I was invited to attend the practical day of the weekend Part C section of the skin surgery course. Enabled to observe, comment, and interview the delegates / candidates for this first exposure to skin surgery was exciting as my interest – well, I have been wanting to see a change to current practices that podiatrists would allow simple skin procedures to be undertaken since my time as past Dean of Faculty of Surgery (2012-14). Both frontiers’ people come from varied backgrounds to combine their academic-clinical skills in dermatology and podiatric surgery. Of course, the course is more than skin as it delves into many baseline techniques that would have been performed by the podiatric surgeon. Termed a ‘module’, a standard tool for modern educational delivery, the opportunity to expand podiatric skills is open to HCPC registered podiatrists with POM-A/S, SP or IP annotation [Royal College of Pharmacy] and a minimum of two years post-qualification experience. Therefore, there is an expectation that delegates are comfortable working at ‘postgraduate level’ and are up to date with current HCPC standards of proficiency

Candidates and Location

Nineteen candidates, all with foundation skill in ankle blocks attended a two-day course at the Cripps post-graduate medical centre at Northampton General Hospital. As the temperature dropped outside, adding a little icing on cars parked nearby on a Sunday morning, inside, the keen audience were toasty and bubbled with enthusiasm. Such enthusiasm had not been seen since those halcyon days when local anaesthetic and phenolisation was taught to eager chiropodists in the seventies by American podiatrists (DPMs) as part of the  Croydon Post-graduate group.  It was not that podiatry had not celebrated other seminal events such as degrees and POM access, but moving into an area that had previously been unchartered territory and more frequented by dermatologists and GPs at a superficial level. Today the faculty was all British rather than American. Podiatry has always appreciated US input, but today Podiatry in the UK has sufficient expertise to take the profession forward. Belinda and Ian, together with other podiatry speakers, mainly from the Faculty of Surgery, worked with the Royal College of Podiatry to change the skill set of a new generation of podiatrists producing a detailed and exacting core syllabus.

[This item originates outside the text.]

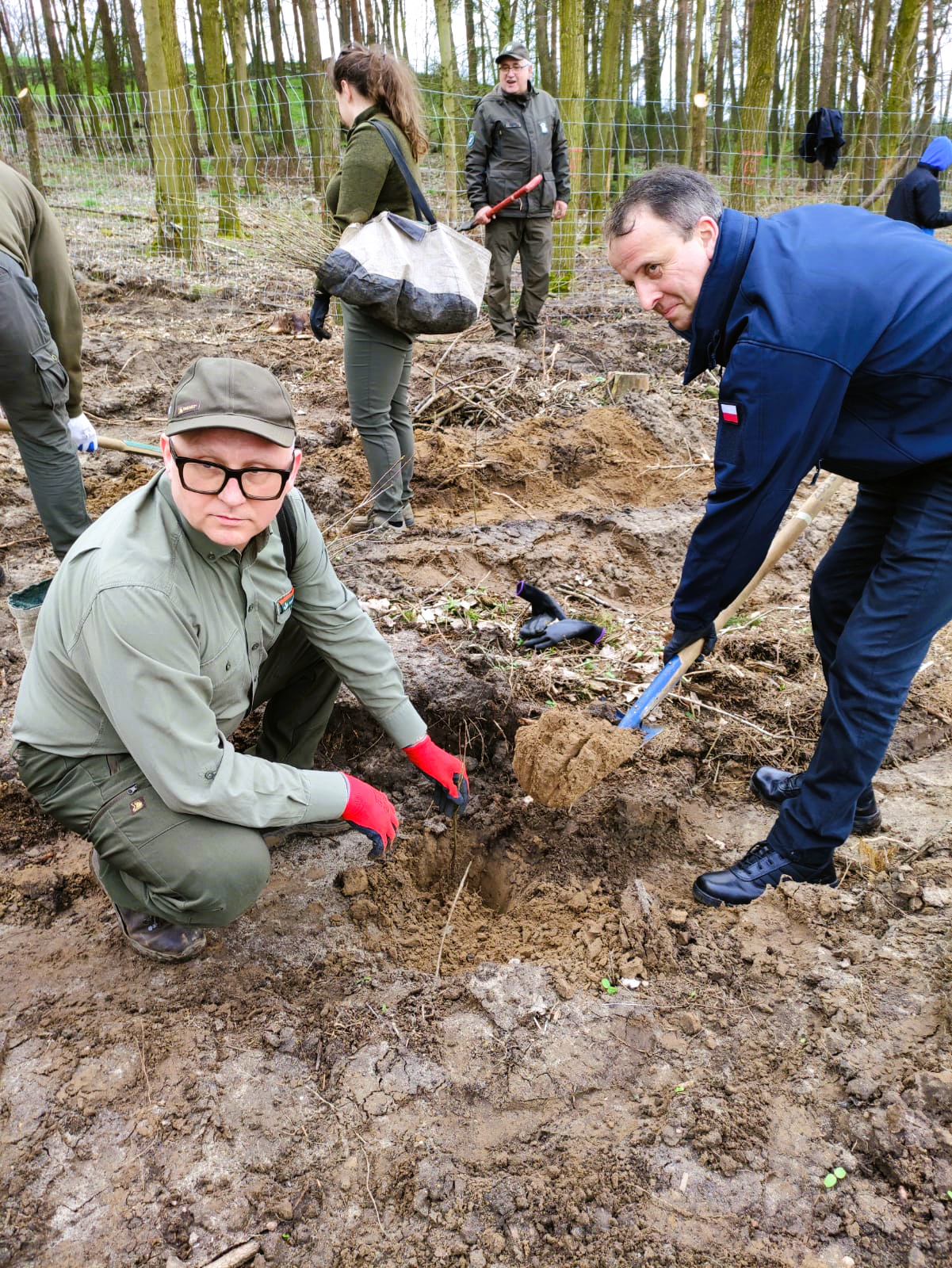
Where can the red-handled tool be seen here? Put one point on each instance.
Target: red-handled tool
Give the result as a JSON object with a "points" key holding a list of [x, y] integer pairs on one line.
{"points": [[518, 193]]}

“The module involves 100 hours of study, delivered in 6 parts..”

Director of Education for the Royal College of Podiatry, Dr Paul Chadwick, felt that the resistance to such changes was not evident. On the contrary, the support from the past Dean of the Faculty of Surgery was encouraging. “Ensuring it was academically valid enough through our academic and clinical governance group, quality assurance committee. So we’ve tried to make sure that it’s rigorous and can stand up to external scrutiny and rigour of external assessment.”
I asked Paul if he thought taking on board some of the discussions within the SAKS Report that the First Contact Practitioners [link] would be blend in with this concept? 

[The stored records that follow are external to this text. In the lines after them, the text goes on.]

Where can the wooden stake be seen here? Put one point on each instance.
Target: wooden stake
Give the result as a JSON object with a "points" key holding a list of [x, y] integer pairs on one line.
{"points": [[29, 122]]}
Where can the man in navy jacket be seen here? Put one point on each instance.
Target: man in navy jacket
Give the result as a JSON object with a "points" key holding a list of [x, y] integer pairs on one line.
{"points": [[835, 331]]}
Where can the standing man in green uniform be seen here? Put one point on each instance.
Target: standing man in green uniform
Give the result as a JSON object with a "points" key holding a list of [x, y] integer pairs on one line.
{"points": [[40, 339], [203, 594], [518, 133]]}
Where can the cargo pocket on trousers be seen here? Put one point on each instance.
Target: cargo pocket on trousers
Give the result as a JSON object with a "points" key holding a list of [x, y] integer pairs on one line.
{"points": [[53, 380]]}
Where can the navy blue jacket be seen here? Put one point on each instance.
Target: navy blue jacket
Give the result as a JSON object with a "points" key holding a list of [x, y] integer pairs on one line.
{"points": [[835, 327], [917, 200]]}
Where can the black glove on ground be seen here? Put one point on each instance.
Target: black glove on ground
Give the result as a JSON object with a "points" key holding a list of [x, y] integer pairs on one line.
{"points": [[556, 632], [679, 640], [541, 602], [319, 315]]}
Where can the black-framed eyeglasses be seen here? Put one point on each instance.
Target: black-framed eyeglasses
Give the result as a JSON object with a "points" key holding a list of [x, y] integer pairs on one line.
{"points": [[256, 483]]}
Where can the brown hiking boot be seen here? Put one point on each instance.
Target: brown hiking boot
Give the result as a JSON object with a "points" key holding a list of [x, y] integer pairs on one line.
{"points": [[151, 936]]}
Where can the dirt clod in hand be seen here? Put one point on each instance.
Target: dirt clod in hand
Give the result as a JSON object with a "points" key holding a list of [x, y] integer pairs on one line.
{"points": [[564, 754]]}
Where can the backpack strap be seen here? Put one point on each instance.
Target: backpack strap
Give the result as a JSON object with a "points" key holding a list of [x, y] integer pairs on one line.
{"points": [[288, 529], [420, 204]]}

“I think we should be selling that as a profession to be that role for us. They shouldn’t be going to see the GP in the first instance. Suppose they’ve got a lower limb condition. In that case, they should be coming to see the podiatrist screen out, treat, manage what can be managed effectively, and then refer on which needs further investigation. So I think podiatry is primed for this particular role.”

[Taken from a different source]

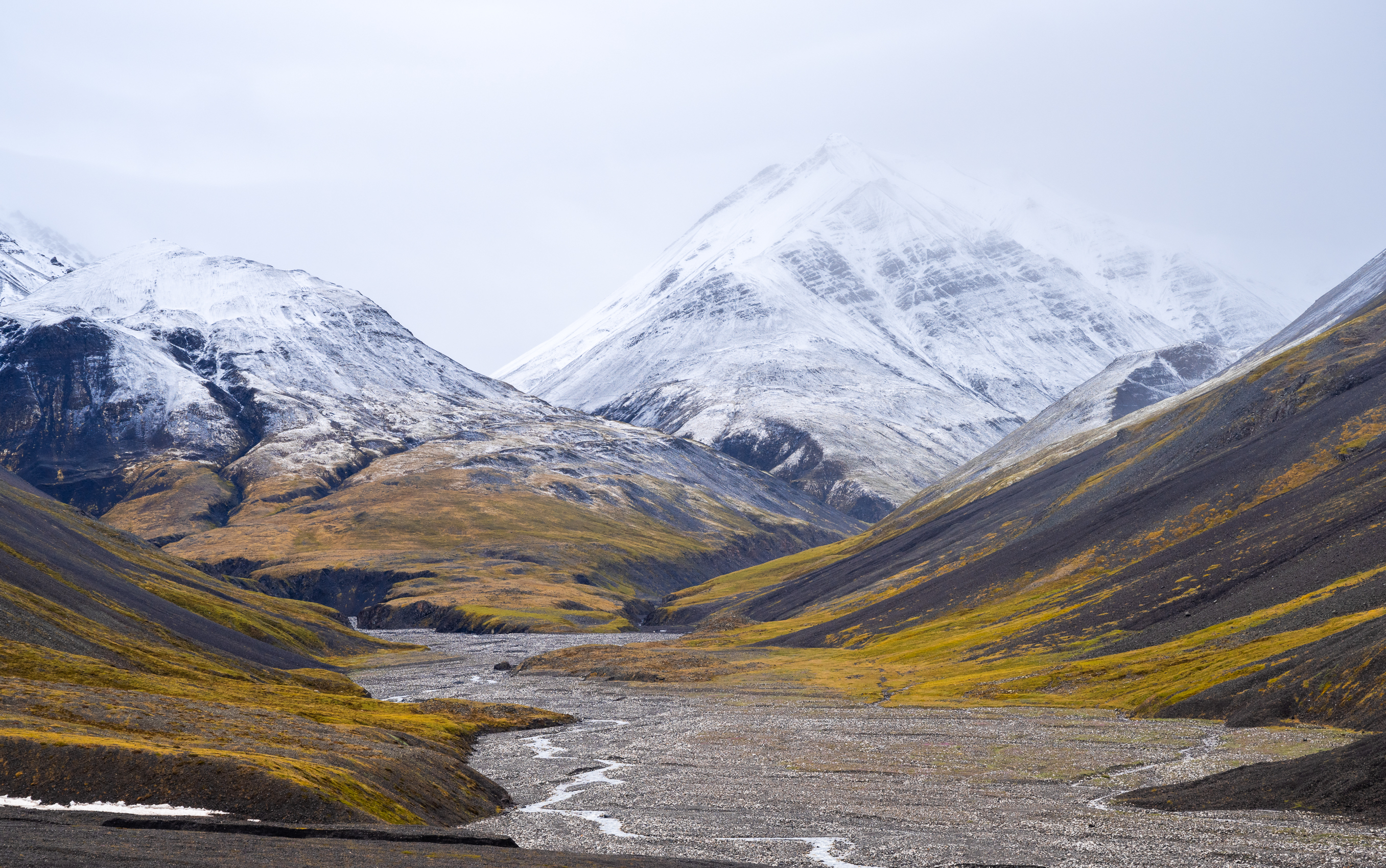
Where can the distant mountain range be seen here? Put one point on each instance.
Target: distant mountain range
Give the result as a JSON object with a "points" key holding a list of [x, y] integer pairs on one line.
{"points": [[861, 331], [287, 431], [31, 255]]}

Belinda pointed out that several podiatric surgeons had offered to support the candidates embarked on this series of courses overseen by the Royal College Academic Standards. However, as with any new system, the rigour and fences associated with obstacles required to meet quality and compliance have challenged the organisers.

A course with rigour

Armed with a copy of the Module handbook, I reviewed the course structure and standards required a few weeks before attending. Reflective components offered sufficient guidance within the document to demonstrate the expectations to those embarking on a course that is not for a faint-hearted bank balance. For the business savvy podiatrist, the cost would be recouped most likely within a single year. The expenses for such advanced distance education cover the length of the study, hiring of facilities and materials, preparation time, and expertise from the lecturers and tutors in the course. Validation backed up by Royal College indemnification has also been built into the cost and value.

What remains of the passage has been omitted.